Insolite : planter des arbres en Arctique contribue-t-il au réchauffement de la planète ?
Et si planter des arbres à certaines latitudes faisait plus de mal que de bien ? Dans l’Arctique, cette initiative bienveillante pourrait devenir un cauchemar climatique. Explications.
Planter des arbres est souvent présenté comme une solution simple et efficace pour réduire les émissions de CO2. Mais en Arctique, cette idée bien intentionnée pourrait aggraver la crise climatique. Une étude récente publiée dans Nature Geoscience révèle un paradoxe : dans ces régions, planter des arbres réchauffe davantage la planète qu’elle ne la refroidit.
Un écosystème dominé par le "blanc"
Dans les zones polaires, la neige et la glace recouvrent le sol pendant une grande partie de l’année. Ces surfaces blanches réfléchissent environ 75 % de l’énergie solaire qui les atteint, c'est ce qu'on définit par le terme "albedo". Cette capacité à renvoyer la lumière vers l’espace contribue à maintenir ces régions à des températures basses.
Or, lorsque des arbres, sombres par nature, sont plantés dans ces paysages, ils réduisent le pouvoir réfléchissant. Les arbres absorbent une plus grande partie de la chaleur solaire, ce qui favorise la fonte de la neige environnante. Les données sont sans équivoque : une surface boisée couverte de neige ne réfléchit que 30 à 50 % de la lumière, contre 75 % pour la toundra enneigée.
En résultat, l’énergie solaire piégée contribue à un réchauffement accru, surpassant même le bénéfice climatique du CO2 capturé par les arbres.

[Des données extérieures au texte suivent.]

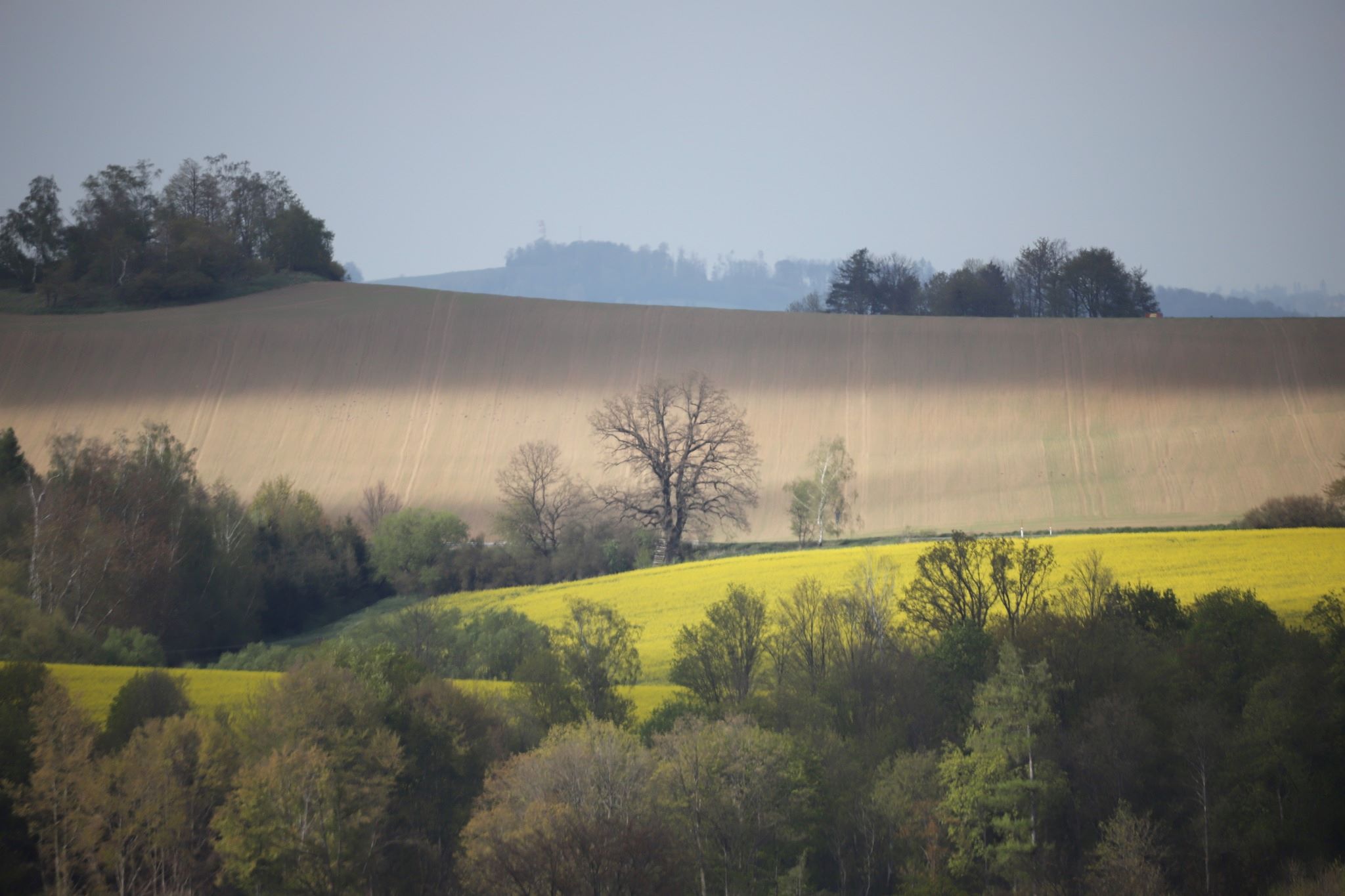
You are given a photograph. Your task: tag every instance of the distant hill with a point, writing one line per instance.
(600, 272)
(974, 423)
(603, 272)
(1188, 303)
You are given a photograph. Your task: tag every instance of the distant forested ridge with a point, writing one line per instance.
(211, 226)
(1188, 303)
(1046, 280)
(602, 272)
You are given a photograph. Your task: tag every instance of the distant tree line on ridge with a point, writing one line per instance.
(1046, 280)
(213, 223)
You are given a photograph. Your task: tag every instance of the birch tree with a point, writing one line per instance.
(821, 504)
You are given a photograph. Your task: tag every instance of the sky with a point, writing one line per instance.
(1200, 140)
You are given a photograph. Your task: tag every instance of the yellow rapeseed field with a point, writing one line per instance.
(93, 688)
(1289, 568)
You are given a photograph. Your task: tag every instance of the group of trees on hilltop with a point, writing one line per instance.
(1046, 280)
(211, 223)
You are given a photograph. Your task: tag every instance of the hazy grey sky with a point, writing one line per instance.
(1201, 140)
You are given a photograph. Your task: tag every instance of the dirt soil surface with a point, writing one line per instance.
(984, 425)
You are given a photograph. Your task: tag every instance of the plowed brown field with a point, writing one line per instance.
(954, 422)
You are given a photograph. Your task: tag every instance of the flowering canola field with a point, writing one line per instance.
(93, 688)
(1289, 568)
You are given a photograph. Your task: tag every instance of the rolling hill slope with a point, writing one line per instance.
(954, 422)
(1289, 570)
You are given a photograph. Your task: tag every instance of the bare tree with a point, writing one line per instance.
(690, 453)
(540, 498)
(1019, 575)
(380, 501)
(1083, 594)
(820, 504)
(953, 585)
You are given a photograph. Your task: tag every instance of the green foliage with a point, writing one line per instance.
(310, 571)
(20, 684)
(147, 695)
(450, 739)
(718, 658)
(577, 815)
(596, 649)
(1128, 861)
(998, 785)
(259, 657)
(14, 467)
(740, 792)
(318, 773)
(414, 550)
(211, 228)
(1296, 511)
(132, 648)
(1234, 640)
(300, 821)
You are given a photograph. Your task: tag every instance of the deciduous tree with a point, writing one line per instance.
(689, 456)
(596, 648)
(821, 504)
(540, 498)
(717, 658)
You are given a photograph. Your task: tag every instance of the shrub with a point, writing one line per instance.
(132, 648)
(147, 695)
(259, 657)
(1294, 511)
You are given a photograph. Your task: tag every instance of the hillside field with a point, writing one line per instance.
(93, 688)
(974, 423)
(1289, 568)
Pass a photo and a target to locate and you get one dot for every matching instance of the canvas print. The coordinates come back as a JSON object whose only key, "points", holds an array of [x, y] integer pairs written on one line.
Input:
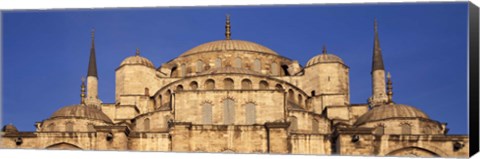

Le sol, une bombe à carbone
Mais l’histoire ne s’arrête pas là. Le sol arctique est une véritable réserve de carbone : il en contient plus que toutes les forêts tropicales du monde réunies. Planter des arbres peut déclencher un phénomène appelé "effet de priming".
Les racines des arbres libèrent des sucres dans le sol, stimulant l’activité microbienne. Ces microbes décomposent alors la matière organique ancienne, libérant du CO2 accumulé depuis des millénaires dans l’atmosphère. Une plantation dans l’Arctique peut ainsi émettre plus de carbone qu’elle n’en absorbe.

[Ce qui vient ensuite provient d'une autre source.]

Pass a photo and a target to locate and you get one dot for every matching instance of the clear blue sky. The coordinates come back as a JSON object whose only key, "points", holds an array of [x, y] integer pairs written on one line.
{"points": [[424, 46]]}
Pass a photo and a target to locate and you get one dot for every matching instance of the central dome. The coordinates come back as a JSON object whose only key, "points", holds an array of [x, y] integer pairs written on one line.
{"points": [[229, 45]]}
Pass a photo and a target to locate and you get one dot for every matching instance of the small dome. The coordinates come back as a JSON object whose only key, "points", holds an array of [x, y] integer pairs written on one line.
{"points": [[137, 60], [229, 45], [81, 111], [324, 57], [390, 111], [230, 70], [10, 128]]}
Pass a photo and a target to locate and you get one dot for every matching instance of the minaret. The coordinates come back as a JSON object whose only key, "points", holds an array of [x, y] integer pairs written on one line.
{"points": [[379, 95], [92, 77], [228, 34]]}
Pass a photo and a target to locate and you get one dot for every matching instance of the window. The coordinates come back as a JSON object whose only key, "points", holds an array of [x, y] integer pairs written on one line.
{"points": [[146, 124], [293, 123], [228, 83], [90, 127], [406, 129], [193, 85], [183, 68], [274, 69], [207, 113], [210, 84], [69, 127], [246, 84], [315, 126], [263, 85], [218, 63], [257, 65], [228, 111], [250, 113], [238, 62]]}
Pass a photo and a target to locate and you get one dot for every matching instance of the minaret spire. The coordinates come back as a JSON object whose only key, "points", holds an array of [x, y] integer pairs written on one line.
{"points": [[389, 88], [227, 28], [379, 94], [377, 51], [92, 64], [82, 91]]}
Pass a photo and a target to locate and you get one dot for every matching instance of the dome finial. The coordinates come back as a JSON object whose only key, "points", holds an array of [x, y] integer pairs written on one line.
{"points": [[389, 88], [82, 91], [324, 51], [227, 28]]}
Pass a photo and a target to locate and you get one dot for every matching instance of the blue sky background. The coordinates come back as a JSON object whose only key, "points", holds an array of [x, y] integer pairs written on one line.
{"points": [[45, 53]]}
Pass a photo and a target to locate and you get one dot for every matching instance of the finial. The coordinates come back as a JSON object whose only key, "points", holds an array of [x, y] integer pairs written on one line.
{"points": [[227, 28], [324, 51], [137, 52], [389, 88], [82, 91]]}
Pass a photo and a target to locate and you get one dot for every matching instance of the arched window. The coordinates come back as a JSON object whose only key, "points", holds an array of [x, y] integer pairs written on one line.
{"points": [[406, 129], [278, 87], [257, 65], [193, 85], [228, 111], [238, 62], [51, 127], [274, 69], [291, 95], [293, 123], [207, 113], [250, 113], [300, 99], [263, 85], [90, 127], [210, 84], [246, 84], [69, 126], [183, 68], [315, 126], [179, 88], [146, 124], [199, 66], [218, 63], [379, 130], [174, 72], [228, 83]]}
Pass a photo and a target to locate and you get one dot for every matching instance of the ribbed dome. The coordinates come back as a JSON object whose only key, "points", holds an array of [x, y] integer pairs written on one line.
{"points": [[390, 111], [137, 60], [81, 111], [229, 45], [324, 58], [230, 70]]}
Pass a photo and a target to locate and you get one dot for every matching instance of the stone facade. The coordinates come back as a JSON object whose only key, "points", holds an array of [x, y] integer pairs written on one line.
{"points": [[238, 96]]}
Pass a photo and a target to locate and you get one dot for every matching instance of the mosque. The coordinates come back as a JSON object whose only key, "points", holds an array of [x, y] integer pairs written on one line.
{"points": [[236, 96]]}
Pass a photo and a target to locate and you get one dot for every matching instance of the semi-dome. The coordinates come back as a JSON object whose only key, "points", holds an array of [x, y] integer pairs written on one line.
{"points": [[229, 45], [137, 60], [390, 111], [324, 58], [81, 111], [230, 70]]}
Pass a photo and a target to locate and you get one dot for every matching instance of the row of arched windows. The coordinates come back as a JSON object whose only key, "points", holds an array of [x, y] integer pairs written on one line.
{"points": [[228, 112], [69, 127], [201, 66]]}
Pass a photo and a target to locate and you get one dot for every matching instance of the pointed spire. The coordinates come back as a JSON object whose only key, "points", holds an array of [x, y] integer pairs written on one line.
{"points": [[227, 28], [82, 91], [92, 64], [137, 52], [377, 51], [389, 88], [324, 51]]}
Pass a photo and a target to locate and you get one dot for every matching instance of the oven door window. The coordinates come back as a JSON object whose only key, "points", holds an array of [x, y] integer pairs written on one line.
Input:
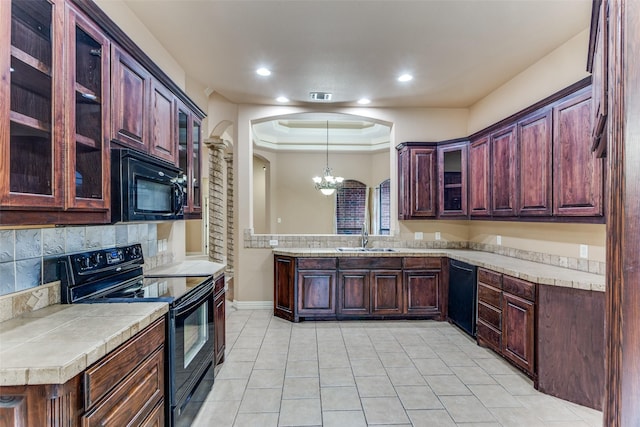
{"points": [[196, 334], [153, 196]]}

Ces forêts, déjà inadaptées comme puits de carbone en raison des spécificités du sol arctique, subissent en plus de nombreuses perturbations naturelles.
Des forêts vulnérables
Les forêts boréales sont loin d’être stables. Même si les arbres parviennent à s’installer, leur survie à long terme reste incertaine. Les feux de forêts, les infestations d’insectes et les tempêtes extrêmes, exacerbés par le changement climatique, ravagent régulièrement ces zones. Ces événements libèrent le carbone stocké par les arbres et rendent les forêts moins efficaces en tant que "puits de carbone".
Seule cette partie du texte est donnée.